The next Notable Site was the Stockholm City hall where they hold the Nobel Prize banquet each December 10, the anniversary of the death date of Alfred Nobel.  It was fun imagining oneself dancing in the art-deco gold-mosaic  ball room.   The mosaic which dominates the hall does its best to be ecumenical, with Europe and the US represented on one side of the giant goddess of knowledge, and the domes of Istanbul, a tiger, an elephant, some vaguely Chinese mountains and an Arabian flag on the side of Asia.    What about Africa? India? South America?  I guess to the Swedes of 1920 most of the Southern Hemisphere was just geography.

Can you spot the Eiffel Tower and the Statue of Liberty? (lower left)
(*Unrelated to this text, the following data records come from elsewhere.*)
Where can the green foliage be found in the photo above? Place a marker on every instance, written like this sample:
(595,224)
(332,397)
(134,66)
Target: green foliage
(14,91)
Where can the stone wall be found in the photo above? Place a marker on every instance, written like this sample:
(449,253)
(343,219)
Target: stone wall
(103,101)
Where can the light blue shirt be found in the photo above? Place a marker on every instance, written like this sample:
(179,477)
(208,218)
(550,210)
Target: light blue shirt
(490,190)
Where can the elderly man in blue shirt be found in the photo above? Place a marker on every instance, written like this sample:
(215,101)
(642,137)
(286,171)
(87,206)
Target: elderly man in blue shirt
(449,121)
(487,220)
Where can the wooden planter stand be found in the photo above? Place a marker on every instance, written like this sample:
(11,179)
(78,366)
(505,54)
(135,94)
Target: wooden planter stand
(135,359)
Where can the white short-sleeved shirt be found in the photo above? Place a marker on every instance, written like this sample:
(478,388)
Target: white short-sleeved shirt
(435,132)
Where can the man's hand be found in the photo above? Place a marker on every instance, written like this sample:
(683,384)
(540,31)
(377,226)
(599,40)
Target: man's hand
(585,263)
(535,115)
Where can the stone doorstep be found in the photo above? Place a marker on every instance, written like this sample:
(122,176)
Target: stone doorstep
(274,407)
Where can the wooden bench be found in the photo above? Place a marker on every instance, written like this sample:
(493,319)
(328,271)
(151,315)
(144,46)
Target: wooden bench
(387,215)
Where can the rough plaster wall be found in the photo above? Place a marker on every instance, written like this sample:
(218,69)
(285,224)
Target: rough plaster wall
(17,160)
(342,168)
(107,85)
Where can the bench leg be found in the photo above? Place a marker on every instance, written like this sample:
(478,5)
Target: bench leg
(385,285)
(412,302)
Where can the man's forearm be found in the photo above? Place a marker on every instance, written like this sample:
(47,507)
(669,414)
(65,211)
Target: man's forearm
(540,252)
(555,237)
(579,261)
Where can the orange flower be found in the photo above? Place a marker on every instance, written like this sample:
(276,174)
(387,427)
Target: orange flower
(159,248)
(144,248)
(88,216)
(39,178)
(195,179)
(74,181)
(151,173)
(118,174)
After the official bus tour I joined up with a fellow cruiser and took the shuttle back to central Stockholm.  Stockholmers tall, healthy, erect, slender, tending to blond.  Streets clean, wide, lined with parks and trees.  What’s not to like?  (It’s a bait-and-switch – think about December when you have only 5 hours of weak sunlight per day!)

[Note: one of the cruise entertainers has written several blog posts about this same trip – for a different point of view, check out Duke Zoran’s Blog on Stockholm]

Tourist shopping tip: to avoid impulse purchases and subsequent buyer’s remorse, be pre-armed with an idea of something you would actually like to buy; if you find it, you have a successful souvenir;  if not, you at least have a way to fend off souvenir hawkers.  My comrade was looking for knitting wool;  we poked around some very interesting shops in the course of finding something wonderful.

Next day – on the bus once more for a tour of the Viking Golden Hoard in the Historical Museum and a visit to the Royal Armoury in the basement of the Royal Palace.  The lean and acidulous retired professor leading the tour  enthralled us with the political maneouvreing between Finland, Russia, Sweden, Norway, and Denmark during the 18th – 20th centuries – seems the Swedes were quite accustomed to cutting their coat to suit the prevailing winds (AKA neutrality).

It was a beautiful day to be passing in a dungeon (the locale of the armoury) so we were glad when the tour brought us back to the boat.  The clouds were hovering and the wind freshening as we left Stockholm harbor , but now post-lunch we are on the sunny side of the boat and Mom is wrapped in a cozy terry robe snoozing  on our balcony as the Baltic Sea rustles by.

We are very close to some of the small islands  – suddenly we are passing a very serious looking gun emplacement with pillboxes set into the hill and large cannons looming.  Guns of Stockharone?